2. Payudara Bengkak (Engorgement)
Pada hari pertama (sekitar 2-4 jam), payudara sering terasa penuh dan nyeri
disebabkan bertambahnya aliran darah ke payudara bersamaan dengan ASI
yang mulai diproduksi dalam jumlah banyak. Penyebab payudara bengkak
adalah posisi mulut bayi dan puting susu ibu yang salah, poduksi ASI berlebih,
terlambat menyusui, pengeluaran ASI yang jarang, dan waktu menyusui yang
terbatas. Cara mengatasinya adalah dengan menyusui bayi sesering mungkin
tanpa terjadwal tanpa batas waktu. Bila bayi sukar menghisap, keluarkan ASI
dengan bantuan tangan/ pompa ASI yang efektif sebelum menyusui. Sebelum
menyusui dapat dilakukan dengan kompres hangat untuk mengurangi rasa sakit
dan setelah menyusui dikompres dengan air dingin untuk mengurangi oedema
(Siregar, 2011).
3. Nyeri pada Puting (Nipple Pain)
Pada umumnya ibu akan mengalami sakit pada waktu awal menyusui.
Rasa nyeri ini akan berkurang setelah ASI dapat dikeluarkan dan menghilang
bila posisi mulut bayi benar pada saat menyusui.
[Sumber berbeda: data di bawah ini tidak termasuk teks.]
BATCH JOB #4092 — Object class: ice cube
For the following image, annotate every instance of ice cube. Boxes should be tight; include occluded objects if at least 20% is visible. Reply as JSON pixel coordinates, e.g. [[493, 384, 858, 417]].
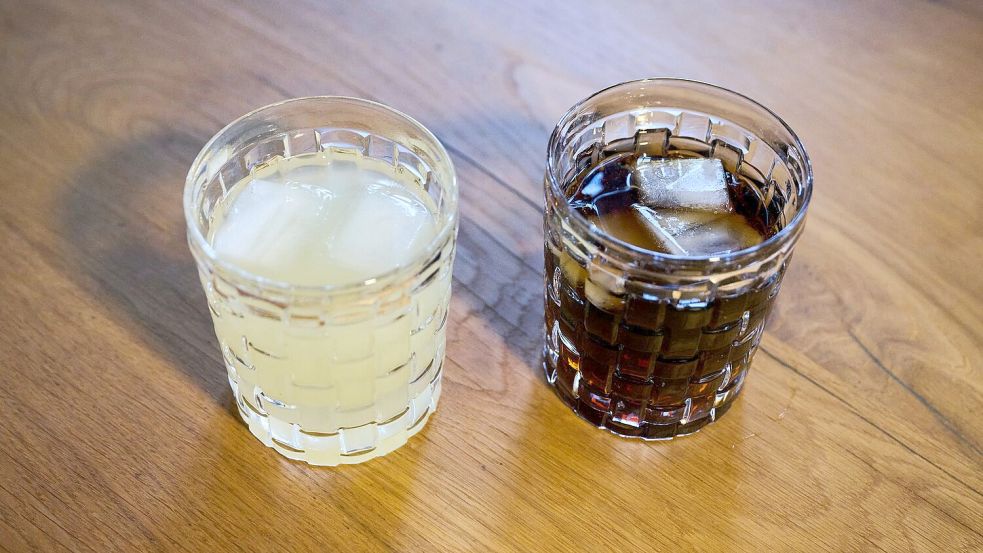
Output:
[[631, 158, 732, 213], [632, 204, 763, 255]]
Cara menanganinya adalah
dengan memastikan posisi menyusui sudah benar dan memulai menyusui pada
puting yang tidak terasa sakit. Segera setelah minum, keluarkan sedikit ASI,
oleskan di puting susu dan biarkan payudara terbuka untuk beberapa waktu
sampai puting susu kering dan jangan membersihkan puting susu dengan sabun.
Hindarkan puting susu menjadi lembab (Siregar, 2011).
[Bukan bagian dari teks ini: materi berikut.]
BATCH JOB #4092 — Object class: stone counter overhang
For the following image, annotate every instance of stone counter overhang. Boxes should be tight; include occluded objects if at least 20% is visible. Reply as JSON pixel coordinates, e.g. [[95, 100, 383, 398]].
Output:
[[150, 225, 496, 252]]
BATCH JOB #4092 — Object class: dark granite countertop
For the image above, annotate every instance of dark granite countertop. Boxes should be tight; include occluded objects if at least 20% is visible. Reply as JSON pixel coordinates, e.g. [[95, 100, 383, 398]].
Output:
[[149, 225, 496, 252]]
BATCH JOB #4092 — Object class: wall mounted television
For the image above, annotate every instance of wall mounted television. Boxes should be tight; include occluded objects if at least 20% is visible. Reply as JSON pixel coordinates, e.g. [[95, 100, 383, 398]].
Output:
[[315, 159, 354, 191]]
4. Puting Susu yang Nyeri/ Retak/ Berdarah (Nipple Crack)
Puting susu yang nyeri, bila tidak segera ditangani dengan benar akan
menjadi lecet, sehingga menyusui akan terasa menyakitkan dan dapat
mengeluarkan darah. Puting susu yang lecet dapat disebabkan oleh posisi
menyusui yang salah, tapi dapat pula disebabkan oleh thrush (candidiasis) atau
dermatitis. Hal ini dapat diatasi dengan cara mengobati puting susu yang lecet
dan memperhatikan posisi menyusui. Apabila sangat menyakitkan, berhenti
menyusui pada payudara yang sakit untuk sementara untuk memberi
kesempatan luka sembuh dan keluarkan ASI dari payudara yang sakit dengan
tangan (jangan dengan pompa ASI) untuk tetap mempertahankan kelancaran
pembentukan ASI serta berikan ASI perah dengan sendok atau gelas tetapi
jangan dengan dot. Setelah terasa membaik, mulai menyusui kembali dan mula-
mula dengan waktu yang lebih singkat. Apabila lecet tidak sembuh dalam 1
minggu, rujuk ke Puskesmas (Siregar, 2011).
Selain itu, penanganan untuk nipple crack menurut Fuadi (2011) antara
lain:
a. Mengevalusi kembali posisi bayi pada puting susu. Puting susu yang tidak
masuk secara tepat dalam mulut bayi merupakan penyebab paling umum rasa
nyeri pada puting susu.
b. Memaparkan puting dengan udara bebas.
c. Pertama-tama berikanlah ASI dari payudara yang paling sedikit terasa nyeri /
retak / berdarah.
d. Minum parasetamol 20 menit sebelum menyusui (tetapi hanya setiap 4 jam).
e. Pada puting yang retak, oleskan ASI yang sudah ditampung dan dibiarkan
mengering. Tindakan ini akan menghasilkan penyembuhan yang dramatis
f. Berikan ASI yang sudah ditampung secara manual terlebih dahulu (untuk
menenangkan ibu yang terlalu bersemangat dalam memberi ASI).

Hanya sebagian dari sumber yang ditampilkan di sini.